Leitsatz (amtlich)
1. Die Entscheidung über die Kosten des Rechtmittelverfahrens nach Aufhebung und Zurückverweisung erfolgt regelmäßig durch das Gericht, an das die Sache zurückverwiesen wird. Eine Ausnahme gilt aber dann, wenn das Beschwerdegericht bereits abschließend über die Kosten entscheiden kann, vor allem wenn sie dem Rechtsmittelführer deshalb aufzuerlegen sind, weil das Trennungsjahr erst in der zweiten Instanz abgelaufen ist.
2. An ein Getrenntleben innerhalb der Ehewohnung sind strenge Voraussetzungen zu stellen.
Entscheidend ist insbesondere, dass die Trennung nach objektiven Kriterien nach außen deutlich werden muss. Daran fehlt es, wenn die Eheleute bis zum Auszug der Ehefrau durchgängig das Schlafzimmer gemeinsam genutzt und gemeinsam gegessen haben und die Ehefrau die Wäsche für beide Ehegatten weiterhin gewaschen hat.
Normenkette
FamFG § 146; BGB § 1567
Verfahrensgang
AG Strausberg (Beschluss vom 29.05.2015; Aktenzeichen 2.2 F 55/15)
Tenor
Auf die Beschwerde der Antragstellerin wird der am 29.5.2015 verkündete Beschluss des AG Strausberg aufgehoben.
Die Sache wird zur anderweitigen Behandlung und Entscheidung an das AG zurückverwiesen.
Die Kosten des Beschwerdeverfahrens werden der Antragstellerin auferlegt.
Gründe
I. Die am... 11.1973 geborene Antragstellerin und der am... 12.1968 geborene Antragsgegner schlossen am 12.8.2011 die Ehe.

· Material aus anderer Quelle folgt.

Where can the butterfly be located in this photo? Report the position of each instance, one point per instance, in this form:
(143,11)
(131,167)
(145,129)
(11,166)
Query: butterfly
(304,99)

Die Antragstellerin begehrt nunmehr mit ihrem am 4.3.2015 zugestellten Antrag die Ehescheidung.
Nach Durchführung der mündlichen Verhandlung am 19.5.2015 hat das AG durch Beschluss vom 29.5.2015 den Scheidungsantrag im Hinblick darauf, dass die Antragstellerin den Ablauf des Trennungsjahres nicht nachgewiesen habe zurückgewiesen. Wegen der tatsächlichen Feststellung und der Begründung im Einzelnen wird auf jenen Beschluss B...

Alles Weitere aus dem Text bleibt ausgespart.